Recurrence Lemmas for the continuants Function of Continued Fractions.

Summary

Given a generalized continued fraction g, for all n ≥ 1, we prove that the continuants function indeed satisfies the following recurrences:

• Aₙ = bₙ * Aₙ₋₁ + aₙ * Aₙ₋₂, and
• Bₙ = bₙ * Bₙ₋₁ + aₙ * Bₙ₋₂.

theorem GeneralizedContinuedFraction.continuantsAux_recurrence {K : Type u_1} {g : GeneralizedContinuedFraction K} {n : ℕ} [DivisionRing K] {gp : GeneralizedContinuedFraction.Pair K} {ppred : GeneralizedContinuedFraction.Pair K} {pred : GeneralizedContinuedFraction.Pair K} (nth_s_eq : Stream'.Seq.get? g.s n = some gp) (nth_conts_aux_eq : GeneralizedContinuedFraction.continuantsAux g n = ppred) (succ_nth_conts_aux_eq : GeneralizedContinuedFraction.continuantsAux g (n + 1) = pred) : GeneralizedContinuedFraction.continuantsAux g (n + 2) = { a := gp.b * pred.a + gp.a * ppred.a, b := gp.b * pred.b + gp.a * ppred.b }

theorem GeneralizedContinuedFraction.continuants_recurrenceAux {K : Type u_1} {g : GeneralizedContinuedFraction K} {n : ℕ} [DivisionRing K] {gp : GeneralizedContinuedFraction.Pair K} {ppred : GeneralizedContinuedFraction.Pair K} {pred : GeneralizedContinuedFraction.Pair K} (nth_s_eq : Stream'.Seq.get? g.s n = some gp) (nth_conts_aux_eq : GeneralizedContinuedFraction.continuantsAux g n = ppred) (succ_nth_conts_aux_eq : GeneralizedContinuedFraction.continuantsAux g (n + 1) = pred) : GeneralizedContinuedFraction.continuants g (n + 1) = { a := gp.b * pred.a + gp.a * ppred.a, b := gp.b * pred.b + gp.a * ppred.b }

theorem GeneralizedContinuedFraction.continuants_recurrence {K : Type u_1} {g : GeneralizedContinuedFraction K} {n : ℕ} [DivisionRing K] {gp : GeneralizedContinuedFraction.Pair K} {ppred : GeneralizedContinuedFraction.Pair K} {pred : GeneralizedContinuedFraction.Pair K} (succ_nth_s_eq : Stream'.Seq.get? g.s (n + 1) = some gp) (nth_conts_eq : GeneralizedContinuedFraction.continuants g n = ppred) (succ_nth_conts_eq : GeneralizedContinuedFraction.continuants g (n + 1) = pred) : GeneralizedContinuedFraction.continuants g (n + 2) = { a := gp.b * pred.a + gp.a * ppred.a, b := gp.b * pred.b + gp.a * ppred.b }

Shows that Aₙ = bₙ * Aₙ₋₁ + aₙ * Aₙ₋₂ and Bₙ = bₙ * Bₙ₋₁ + aₙ * Bₙ₋₂.

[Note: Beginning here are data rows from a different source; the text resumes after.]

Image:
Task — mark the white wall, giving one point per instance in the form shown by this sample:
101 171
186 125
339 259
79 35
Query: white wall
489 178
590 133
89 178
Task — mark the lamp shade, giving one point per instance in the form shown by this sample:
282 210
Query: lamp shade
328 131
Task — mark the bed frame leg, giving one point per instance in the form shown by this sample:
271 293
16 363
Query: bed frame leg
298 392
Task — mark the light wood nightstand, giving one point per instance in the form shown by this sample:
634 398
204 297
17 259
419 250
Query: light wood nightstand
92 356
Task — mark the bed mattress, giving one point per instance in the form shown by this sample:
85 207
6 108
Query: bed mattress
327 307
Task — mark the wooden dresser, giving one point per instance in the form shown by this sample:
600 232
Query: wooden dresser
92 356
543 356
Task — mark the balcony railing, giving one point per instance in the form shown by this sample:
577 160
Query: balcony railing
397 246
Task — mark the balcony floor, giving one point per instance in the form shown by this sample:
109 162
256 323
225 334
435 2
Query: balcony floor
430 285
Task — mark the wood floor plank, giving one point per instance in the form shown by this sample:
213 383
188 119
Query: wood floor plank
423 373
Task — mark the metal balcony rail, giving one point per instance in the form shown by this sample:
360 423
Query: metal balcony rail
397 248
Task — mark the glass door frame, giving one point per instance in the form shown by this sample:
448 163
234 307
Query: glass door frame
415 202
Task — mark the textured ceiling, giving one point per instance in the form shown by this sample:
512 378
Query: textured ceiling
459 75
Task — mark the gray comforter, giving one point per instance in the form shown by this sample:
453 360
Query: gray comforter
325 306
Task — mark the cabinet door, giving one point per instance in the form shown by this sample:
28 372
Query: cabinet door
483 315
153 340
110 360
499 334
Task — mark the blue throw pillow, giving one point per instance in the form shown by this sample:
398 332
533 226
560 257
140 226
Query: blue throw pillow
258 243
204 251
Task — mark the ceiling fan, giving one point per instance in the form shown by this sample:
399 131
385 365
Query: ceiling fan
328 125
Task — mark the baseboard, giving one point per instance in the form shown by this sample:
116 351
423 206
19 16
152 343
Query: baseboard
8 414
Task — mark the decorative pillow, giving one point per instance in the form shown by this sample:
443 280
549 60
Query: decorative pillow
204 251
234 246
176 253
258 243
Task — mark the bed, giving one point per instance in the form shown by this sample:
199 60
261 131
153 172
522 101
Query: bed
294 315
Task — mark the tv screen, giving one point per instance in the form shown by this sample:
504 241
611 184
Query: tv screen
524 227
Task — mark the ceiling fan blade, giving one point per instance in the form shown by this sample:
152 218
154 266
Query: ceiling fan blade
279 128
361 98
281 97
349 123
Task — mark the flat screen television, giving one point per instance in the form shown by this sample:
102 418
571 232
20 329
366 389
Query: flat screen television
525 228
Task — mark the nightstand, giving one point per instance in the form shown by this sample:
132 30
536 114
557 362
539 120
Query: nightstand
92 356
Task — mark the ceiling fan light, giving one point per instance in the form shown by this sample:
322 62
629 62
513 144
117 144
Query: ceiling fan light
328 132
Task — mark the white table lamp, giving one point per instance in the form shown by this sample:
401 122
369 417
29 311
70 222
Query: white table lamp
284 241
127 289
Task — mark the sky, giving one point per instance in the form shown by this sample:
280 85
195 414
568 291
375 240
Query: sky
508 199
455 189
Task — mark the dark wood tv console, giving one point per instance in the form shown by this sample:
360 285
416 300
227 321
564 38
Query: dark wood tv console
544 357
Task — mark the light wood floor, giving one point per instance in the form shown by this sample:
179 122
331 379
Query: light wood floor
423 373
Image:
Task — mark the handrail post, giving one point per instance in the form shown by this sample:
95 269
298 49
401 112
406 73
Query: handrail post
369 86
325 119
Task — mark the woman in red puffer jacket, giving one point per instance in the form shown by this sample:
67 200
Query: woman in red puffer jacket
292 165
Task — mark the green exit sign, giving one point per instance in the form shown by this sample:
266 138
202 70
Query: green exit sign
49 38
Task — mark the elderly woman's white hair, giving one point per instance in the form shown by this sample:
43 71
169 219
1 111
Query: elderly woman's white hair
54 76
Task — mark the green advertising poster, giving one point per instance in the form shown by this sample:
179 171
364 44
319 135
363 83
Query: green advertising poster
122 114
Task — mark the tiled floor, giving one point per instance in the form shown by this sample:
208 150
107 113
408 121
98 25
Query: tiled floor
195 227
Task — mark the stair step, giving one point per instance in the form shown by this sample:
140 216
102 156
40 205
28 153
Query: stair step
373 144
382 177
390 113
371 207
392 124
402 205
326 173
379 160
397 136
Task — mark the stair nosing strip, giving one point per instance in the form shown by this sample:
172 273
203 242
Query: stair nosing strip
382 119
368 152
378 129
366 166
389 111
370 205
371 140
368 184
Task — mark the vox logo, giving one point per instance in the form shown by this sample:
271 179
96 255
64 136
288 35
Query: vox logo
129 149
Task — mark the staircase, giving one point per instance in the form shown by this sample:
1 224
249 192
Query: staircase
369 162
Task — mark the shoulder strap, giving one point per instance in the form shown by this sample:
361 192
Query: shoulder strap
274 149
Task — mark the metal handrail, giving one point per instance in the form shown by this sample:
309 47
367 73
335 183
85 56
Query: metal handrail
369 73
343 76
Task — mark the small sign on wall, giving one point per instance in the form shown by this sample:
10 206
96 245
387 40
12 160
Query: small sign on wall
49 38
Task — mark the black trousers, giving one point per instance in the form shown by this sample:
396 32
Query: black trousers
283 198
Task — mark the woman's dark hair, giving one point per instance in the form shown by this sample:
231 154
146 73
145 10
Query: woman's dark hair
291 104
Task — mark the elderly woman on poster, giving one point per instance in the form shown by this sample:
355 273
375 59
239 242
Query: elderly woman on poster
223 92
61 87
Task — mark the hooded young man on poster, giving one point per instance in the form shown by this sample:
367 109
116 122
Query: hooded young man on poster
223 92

theorem GeneralizedContinuedFraction.numerators_recurrence {K : Type u_1} {g : GeneralizedContinuedFraction K} {n : ℕ} [DivisionRing K] {gp : GeneralizedContinuedFraction.Pair K} {ppredA : K} {predA : K} (succ_nth_s_eq : Stream'.Seq.get? g.s (n + 1) = some gp) (nth_num_eq : GeneralizedContinuedFraction.numerators g n = ppredA) (succ_nth_num_eq : GeneralizedContinuedFraction.numerators g (n + 1) = predA) : GeneralizedContinuedFraction.numerators g (n + 2) = gp.b * predA + gp.a * ppredA

Shows that Aₙ = bₙ * Aₙ₋₁ + aₙ * Aₙ₋₂.

theorem GeneralizedContinuedFraction.denominators_recurrence {K : Type u_1} {g : GeneralizedContinuedFraction K} {n : ℕ} [DivisionRing K] {gp : GeneralizedContinuedFraction.Pair K} {ppredB : K} {predB : K} (succ_nth_s_eq : Stream'.Seq.get? g.s (n + 1) = some gp) (nth_denom_eq : GeneralizedContinuedFraction.denominators g n = ppredB) (succ_nth_denom_eq : GeneralizedContinuedFraction.denominators g (n + 1) = predB) : GeneralizedContinuedFraction.denominators g (n + 2) = gp.b * predB + gp.a * ppredB

Shows that Bₙ = bₙ * Bₙ₋₁ + aₙ * Bₙ₋₂.